Text file containing the locations of the input sequences as well as their phylogenetic tree. The tree will be used to progressively decompose the alignment by iteratively aligning sibling genomes to estimate their parents in a bottom-up fashion. If the tree is not specified, then a star-tree will be assumed (a single root with all leaves connected to it) and all genomes will be aligned together at once. The file is formatted as follows:

NEWICK tree (optional)
name1 path1
name2 path2
...
nameN pathN

An optional * can be placed at the beginning of a name to specify that its assembly is of reference quality. This implies that it can be used as an outgroup for sub-alignments. If no genomes are marked in this way, all genomes are assumed to be of reference quality. The star should only be placed on the name-path lines and not inside the tree.

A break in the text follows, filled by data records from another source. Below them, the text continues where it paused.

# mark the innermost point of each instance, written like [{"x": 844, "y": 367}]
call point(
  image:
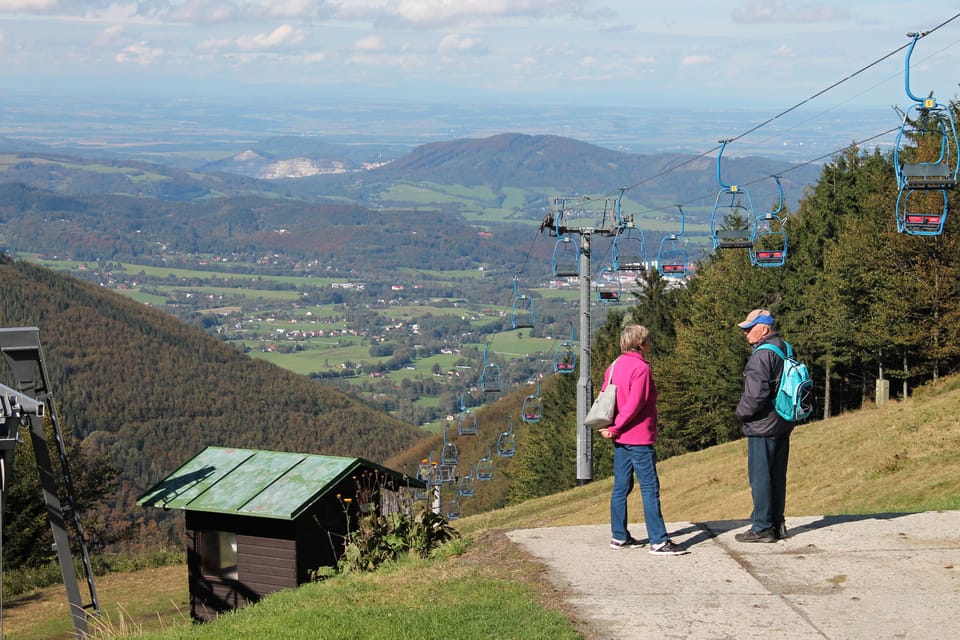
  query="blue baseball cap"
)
[{"x": 757, "y": 316}]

  • The tree, if specified, must be on a single line. All leaves must be labeled and these labels must be unique. Labels should not contain any spaces.
  • Branch lengths that are not specified are assumed to be 1
  • Lines beginning with # are ignored.
  • Sequence paths must point to either a FASTA file or a directory containing 1 or more FASTA files.
  • Sequence paths must not contain spaces.
  • Sequence paths that are not referred to in the tree are ignored
  • Leaves in the tree that are not mapped to a path are ignored
  • Each name / path pair must be on its own line
  • Paths must be absolute

Example:

  # Sequence data for progressive alignment of 4 genomes
  # human, chimp and gorilla are flagged as good assemblies.  
  # since orang isn't, it will not be used as an outgroup species.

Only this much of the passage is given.